Kahn and colleagues (2003) conducted a two-center, randomized, placebo-controlled, masked, parallel-group study in 83 patients suffering from actinic keratosis and solar lentigo and other symptoms of photoaging to evaluate the therapeutic potential of adapalene (0.1% or 0. 3%) or placebo for 4 weeks, followed by twice daily dosing, if well tolerated, for up to 9 months. Significant relief of solar lentigo was observed in patients receiving adapalene compared with patients receiving placebo gel within one month of treatment. After 9 months, 57% and 59% of patients had milder lesions in the adapalene 0.1% and 0.3% group, respectively, compared with only 36% in the placebo group.
In addition, histological evaluations showed improved cellular atypia and decreased epidermal melanin in the adapalene-treated group compared with the placebo group. A retrospective evaluation of paired clinical photographs (before and after nine months of treatment) showed significant improvement in wrinkles and other clinical signs of photoaging of the skin with adapalene, compared with placebo.
As you would expect, adapalene was very well accepted by the patients participating in the study. Thus, adapalene can be used as an adjuvant treatment for photoaging, mainly in patients who demonstrate extreme intolerance to conventional retinoids.
However, large-scale clinical trials must be conducted to test the effectiveness of adapalene.
Side effects from topical retinoid
The most common and frequent side effect of topical retinoid, known as “retinoid reaction,” is characterized by itching, burning at the application site, erythema, and peeling. Another side effect associated with retinoin therapy is photosensitivity, which usually occurs early in therapy. Patients on retinoid therapy are advised to avoid excessive sun exposure and take precautions (eg, use of sunscreen) to protect themselves from the sun.
However, after several months of therapy, the skin's response to UV radiation returned to normal. Irritable conjunctivitis has been observed in some cases when the retinoid was applied close to the eye. Over the past 30 years, no systemic side effects have been observed with long-term treatment with topical retinoids in young adults.
In addition, Lattarino and colleagues (1997) found that topical tretinoin had no significant effect on endogenous plasma levels of tretinoin or its metabolites. This is mainly due to the limited transdermal absorption of these agents. Pregnant women or women of childbearing potential should use topical retinoids with caution as they are known to cause teratogenicity/embryotoxicity through systemic exposure.

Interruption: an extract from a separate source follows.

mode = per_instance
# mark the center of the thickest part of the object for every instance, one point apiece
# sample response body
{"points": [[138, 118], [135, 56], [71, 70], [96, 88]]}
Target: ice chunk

However, in more than 25 years of using topical tretinoin to treat acne, there has been no history of teratogenicity. Additionally, in one case-control study of 215 mothers who were exposed to topical tretinoin treatment in the first trimester of pregnancy, the prevalence of major fetal malformations in the tretinoin-treated group was 1.9% versus 2.6% in the control group, which indicates the safety of topical tretinoin .
Dealing with Adverse Effects
To counteract the symptoms of a retinoid reaction, it is generally recommended to reduce the frequency of retinoid use or switch to a less irritating one. Additionally, the addition of 3% indomethacin or 1% hydrocortisone to retinoids has also been suggested for symptomatic relief. However, if the patient cannot tolerate even the weakest concentration of retinoids, then treatment should be discontinued.